I was looking for applications which show detailed hardware / driver information, and Hardware Probe seemed to fit the bill. However, when I ran it, it appeared to do nothing. However, I tried flatpak run org.linux_hardware.hw-probe to see what would happen, and to my surprise, it did this in the terminal:
Executing hw-probe -all -upload
WARNING: run as root for better results
Probe for hardware ... Ok
Reading logs ... Ok
Uploaded to DB, Thank you!
Probe URL: https://linux-hardware.org/?probe=136c409f1a
Woah, that’s not cool. I didn’t expect that at all. I guess I should take that “unsafe” icon a little more seriously. I don’t think there is malicious intent here, but it is certainly misleading. It turns out the “screenshots” are images of the website, not of any application, and the automatic, silent -all -upload shouldn’t happen.
Flathub is primarily focused on graphical desktop applications and not CLI/TUI applications.
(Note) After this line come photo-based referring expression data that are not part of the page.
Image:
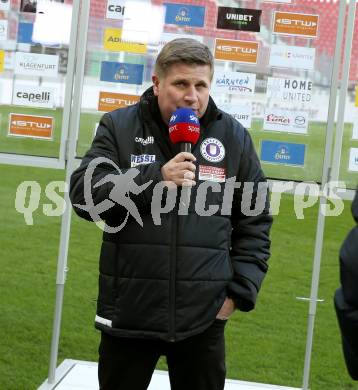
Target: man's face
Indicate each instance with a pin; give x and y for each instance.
(183, 86)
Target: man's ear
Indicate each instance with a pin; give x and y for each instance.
(156, 82)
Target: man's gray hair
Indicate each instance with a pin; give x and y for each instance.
(183, 50)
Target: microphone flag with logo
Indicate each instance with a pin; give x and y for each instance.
(184, 128)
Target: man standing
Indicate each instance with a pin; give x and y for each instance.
(169, 289)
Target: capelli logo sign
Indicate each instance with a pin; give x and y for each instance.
(30, 126)
(289, 23)
(24, 95)
(235, 50)
(115, 9)
(109, 101)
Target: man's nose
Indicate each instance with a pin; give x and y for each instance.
(191, 95)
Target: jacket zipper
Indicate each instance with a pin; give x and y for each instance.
(173, 256)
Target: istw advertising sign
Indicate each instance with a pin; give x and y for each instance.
(109, 101)
(119, 72)
(31, 126)
(31, 96)
(289, 23)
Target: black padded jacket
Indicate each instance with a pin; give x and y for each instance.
(346, 297)
(169, 280)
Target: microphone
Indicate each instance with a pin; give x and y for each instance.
(184, 128)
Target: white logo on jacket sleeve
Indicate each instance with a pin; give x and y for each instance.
(142, 159)
(212, 150)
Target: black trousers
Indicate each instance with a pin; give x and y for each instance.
(196, 363)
The following requirements ensure effective desktop integration.
When that support is in place, this tool might indeed have a place. But the issue I am flagging here is that, as it is now packaged, it is intentionally masquerading as a desktop application in order to subvert that rule.
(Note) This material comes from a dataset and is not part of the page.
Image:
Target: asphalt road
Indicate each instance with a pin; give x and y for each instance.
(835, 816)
It’s not a grudge. It’s alarm. I found it on Flathub, thought it might be interesting and useful, but it appeared to do nothing when I ran it. It’s only because I decided to deeper investigation that I found out that it does do something: it instantly and without any indication, let alone permission, sends a profile of your system to a website where it is posted publicly.
And I’m mentioning it here because, as I said, this one has actual malicious intent, it’s easy to see that something else could. So it’s a systematic problem that Flathub should address.
I don’t understand how you can insist when we’ve already established there is no such rule to subvert in the first place. I am not discussing further on the topic of upstream’s intention to deceive if you don’t come forward with evidence other than “look at it”.
The problem with the app doing nothing when launched from GNOME Software is documented here.
Regarding the problem of uploading without user consent - someone reported the issue already https://github.com/linuxhw/hw-probe/issues/100 and while upstream didn’t fix it yet - they’ve admitted it’s a bug, expressed intention to fix and requested for help.
Working on adding interactive question to the app. Need to understand how it will work if not answering the question after hitting the Launch button multiple times. Can we disable the Launch button somehow and add a Tip? Can we launch the desktop app instead when hitting on the Launch button?
Updating the description is a good start. Have you considered shipping a rudimentary GUI tool? Maybe with wxPython?
But I think this really is a larger issue. Many users installing Flatpaks are not experts, and the command line esoteric and intimidating. If Flathub is going to allow command-line tools, they need to be clearly separated in some way, or else they’re going to have a bad experience. This may not be a Flathub policy, but it definitely is a GNOME Software design decision.